# Question on Shimano 9 speed rear casette spline



## VenMod (Mar 12, 2006)

Sort of a strange question.

With a second tot on the way, I am getting ready to make birth announcements similar to what we did for our first child. Last time it was the little ring for a crank.

















This time, seeing that I have been doing a lot of SS on the new bike that I built (frame building content), I would like to make rear cogs. Tooth profiles are a piece of cake, but I have not been able to find anywhere that had a dimensioned drawing of the 9 speed cassette interface. Worst comes to worst, I can reverse engineer it, but it would be easier if this is something that has already been done.

Anyone have the specs for the rear spline on a 9 spd cassette?

Thanks,

Paul


----------



## VenMod (Mar 12, 2006)

Just in case anyone else is interested in this...

Here is what I came up with. It fits fine on a Hope SS spline. I did not add the index feature because I wanted to be able to flip the cog. You can make your own assumptions about what the actual circle diameters are.


----------



## pvd (Jan 4, 2006)

That's not right. Take another close look at a shimano freehub/cassette and you should be able to see why that print has serious problems.

Also, your tooth profile seems incorrect.

I'll try to remember to post what I have later today.


----------



## VenMod (Mar 12, 2006)

I know the dimensions are not exact. I pulled the dimensions off a calibrated scan of an existing cog. I do know that it fits and works well on a hope hub, I have one ride in on it.

Generally these are just trinkets to announce the birth of my son, but in the future it would be nice to have the capability to make any tooth count that I want. The tooth profile was generated assuming a 0.500" pitch. It meshes well with the chain and again it is mostly cosmetic.

I would be very interested in what the actual dimensions are.

Paul


----------



## Clockwork Bikes (Jun 17, 2006)

I think PVD means you're missing the little spline, but for a single cog it doesn't really matter.


----------



## pvd (Jan 4, 2006)

Too busy still, but it's the geometry of the spline for sure that is wrong. Also the gear tooth geometry looks wrong as well.

-p


----------



## charlichin (Dec 3, 2010)

pvd said:


> Too busy still, but it's the geometry of the spline for sure that is wrong. Also the gear tooth geometry looks wrong as well.
> 
> -p


I´m also interested, so it would be nice if you post what you have.

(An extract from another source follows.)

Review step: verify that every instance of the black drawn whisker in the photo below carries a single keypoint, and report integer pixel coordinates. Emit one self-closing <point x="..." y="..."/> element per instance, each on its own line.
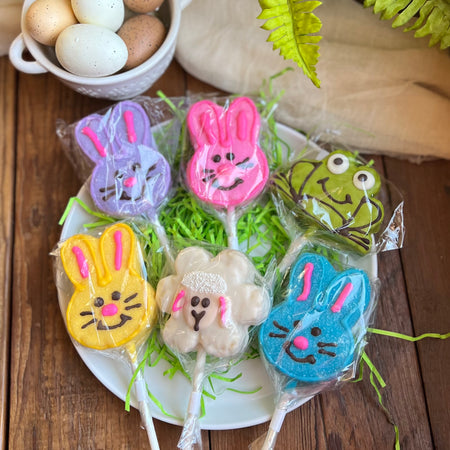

I would like to design a chainring for my fixed.

Thanks.


----------



## pvd (Jan 4, 2006)

Hey folks,

Sorry for the wait. Super busy lately.

This is my take on the Shimano Hyperglide spline pattern on the sprocket side. This is based soley on my reverse engineering and not on any published specification. I'd love to see that if someone has it.

-p


----------



## pvd (Jan 4, 2006)

Sorry, my bad. I really shouldn't have posted that print yesterday. It's not really well done and could be a bunch better. I don't think it properly communicates the spline. I'll redo it later this morning and it will be far more clear and simple.


----------



## pvd (Jan 4, 2006)

Sorry about all that. This is the correct way of looking at the sprocket:


----------



## wolfundwolf (Aug 21, 2013)

Thank you for the Picture!


----------



## wolfundwolf (Aug 21, 2013)

But why it is not possible to see the Picture? I'm a new Member only because of this...


----------



## calstar (Mar 26, 2013)

wolfundwolf said:


> But why it is not possible to see the Picture? I'm a new Member only because of this...


You're not alone, whats the glitch?


----------



## car bone (Apr 15, 2011)

Its the god damn *N*o*S*uch*A*gency that came here and STOLE all the pics. In ALL threads. No one reads the news anymore??


----------